Superconductivity was until recently only observed under a very low temperature. Even Nb.sub.3 Ge, which has been referred to as that having the highest critical temperature T.sub.C of superconductivity within conventional superconducting materials, has an extremely low critical temperature of 23.2 K, and this value has been regarded as the limit critical temperature of superconduction for a long period of time.
Therefore, a superconducting material has been generally cooled to a temperature below the aforementioned critical temperature with liquid helium which boils at 4.2 K, in order to implement a superconducting phenomenon. However, such employment of liquid helium leads to technical and economic burdens due to cooling equipment including liquefaction equipment, to hinder implementation of the technique of superconductivity.
On the other hand, it has been recently reported that a composite oxide sintered body can show superconductivity at a high critical temperature, and development of the technique of superconduction is abruptly being prompted with a superconductor whose critical temperature is not very low. It has been reported and recognized that a Y-Ba-Cu-O material superconducts at 90 K while Bi-Sr-Ca-Cu-O and Bi-Pb-Sr-Ca-Cu-O materials superconduct at 110 K respectively.
Liquid nitrogen is relatively easily obtainable at a low cost, and in fact, development of the technique of superconduction has been greatly advanced with discovery of a superconducting material which operates at the temperature of liquid nitrogen.
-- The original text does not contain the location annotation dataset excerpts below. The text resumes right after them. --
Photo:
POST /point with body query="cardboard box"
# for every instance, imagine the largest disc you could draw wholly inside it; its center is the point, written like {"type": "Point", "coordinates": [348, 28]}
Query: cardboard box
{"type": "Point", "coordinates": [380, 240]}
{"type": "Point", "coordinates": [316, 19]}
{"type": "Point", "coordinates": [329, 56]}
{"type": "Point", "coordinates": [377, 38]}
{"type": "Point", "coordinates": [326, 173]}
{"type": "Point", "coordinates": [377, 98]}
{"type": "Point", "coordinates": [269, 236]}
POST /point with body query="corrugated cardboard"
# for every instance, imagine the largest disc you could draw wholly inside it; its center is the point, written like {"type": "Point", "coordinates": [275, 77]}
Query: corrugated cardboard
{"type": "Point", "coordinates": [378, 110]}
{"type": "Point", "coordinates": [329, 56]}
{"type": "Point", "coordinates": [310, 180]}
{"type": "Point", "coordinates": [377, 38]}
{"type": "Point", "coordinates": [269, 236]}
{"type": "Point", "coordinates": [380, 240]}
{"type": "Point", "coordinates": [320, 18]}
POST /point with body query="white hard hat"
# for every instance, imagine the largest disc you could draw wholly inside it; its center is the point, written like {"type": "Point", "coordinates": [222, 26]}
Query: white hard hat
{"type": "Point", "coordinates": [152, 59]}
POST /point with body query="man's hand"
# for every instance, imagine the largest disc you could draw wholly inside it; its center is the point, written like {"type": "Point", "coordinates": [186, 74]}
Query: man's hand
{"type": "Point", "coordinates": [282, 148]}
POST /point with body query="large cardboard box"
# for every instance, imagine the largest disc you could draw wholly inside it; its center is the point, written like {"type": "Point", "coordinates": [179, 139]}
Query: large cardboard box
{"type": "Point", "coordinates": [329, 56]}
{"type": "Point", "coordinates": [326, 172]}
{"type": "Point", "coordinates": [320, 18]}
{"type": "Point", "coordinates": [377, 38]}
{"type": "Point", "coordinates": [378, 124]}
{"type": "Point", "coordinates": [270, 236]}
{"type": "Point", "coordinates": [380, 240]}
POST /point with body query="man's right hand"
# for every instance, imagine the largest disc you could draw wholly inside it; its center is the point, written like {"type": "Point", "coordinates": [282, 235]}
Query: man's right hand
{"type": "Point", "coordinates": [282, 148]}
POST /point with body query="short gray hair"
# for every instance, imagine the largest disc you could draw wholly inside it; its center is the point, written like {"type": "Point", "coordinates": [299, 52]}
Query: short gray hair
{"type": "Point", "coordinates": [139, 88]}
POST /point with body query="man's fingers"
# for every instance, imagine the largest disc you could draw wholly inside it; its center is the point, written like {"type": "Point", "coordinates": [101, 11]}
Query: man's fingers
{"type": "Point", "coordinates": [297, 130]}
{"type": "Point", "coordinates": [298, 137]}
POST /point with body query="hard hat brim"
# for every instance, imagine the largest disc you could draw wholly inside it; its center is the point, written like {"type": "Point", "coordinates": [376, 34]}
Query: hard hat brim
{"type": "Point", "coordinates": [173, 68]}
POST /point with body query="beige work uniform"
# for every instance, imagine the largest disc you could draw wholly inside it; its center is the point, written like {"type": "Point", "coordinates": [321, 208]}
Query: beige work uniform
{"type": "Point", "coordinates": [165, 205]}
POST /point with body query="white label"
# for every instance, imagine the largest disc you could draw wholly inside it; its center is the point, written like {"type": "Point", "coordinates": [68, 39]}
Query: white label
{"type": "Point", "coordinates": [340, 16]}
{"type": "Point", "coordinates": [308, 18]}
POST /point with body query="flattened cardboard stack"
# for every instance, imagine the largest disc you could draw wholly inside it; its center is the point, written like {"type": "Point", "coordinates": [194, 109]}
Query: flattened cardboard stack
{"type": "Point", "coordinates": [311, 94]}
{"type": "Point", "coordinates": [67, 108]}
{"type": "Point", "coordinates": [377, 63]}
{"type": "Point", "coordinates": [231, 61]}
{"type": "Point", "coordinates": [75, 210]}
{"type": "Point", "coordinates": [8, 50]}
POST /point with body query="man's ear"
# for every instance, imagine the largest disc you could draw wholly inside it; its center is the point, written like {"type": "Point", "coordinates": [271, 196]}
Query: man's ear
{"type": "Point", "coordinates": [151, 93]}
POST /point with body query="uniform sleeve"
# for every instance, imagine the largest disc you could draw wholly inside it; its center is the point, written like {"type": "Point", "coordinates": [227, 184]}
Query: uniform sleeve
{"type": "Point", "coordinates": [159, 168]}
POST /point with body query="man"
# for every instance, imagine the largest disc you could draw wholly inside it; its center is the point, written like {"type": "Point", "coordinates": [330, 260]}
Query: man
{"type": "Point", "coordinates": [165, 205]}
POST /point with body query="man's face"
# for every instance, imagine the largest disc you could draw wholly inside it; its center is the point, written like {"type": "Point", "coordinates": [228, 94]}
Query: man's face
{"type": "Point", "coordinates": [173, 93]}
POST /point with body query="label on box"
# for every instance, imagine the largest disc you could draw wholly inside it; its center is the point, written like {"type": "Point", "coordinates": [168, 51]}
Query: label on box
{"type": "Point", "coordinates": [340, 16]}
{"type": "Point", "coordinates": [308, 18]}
However, not only the critical temperature but current density is an important matter of concern for a superconducting magnet, a wiring member for a device, a power cable or the like in practice, such that current density of at least 1000 A/cm.sup.2 must be attained. When the superconductor is elongated, further, such current density must be substantially uniformly attained over the longitudinal direction of the elongated superconductor. The critical temperature can be increased by using a Bi superconductor or a superconductor containing Bi which is partially replaced by Pb in particular, while current density of such a Bi superconductor is 100 to 200 A/cm.sup.2 at the most. In practice, however, the current density must be ten times or more, while such high current density must be substantially uniformly attained over the longitudinal direction of the elongated superconducting material.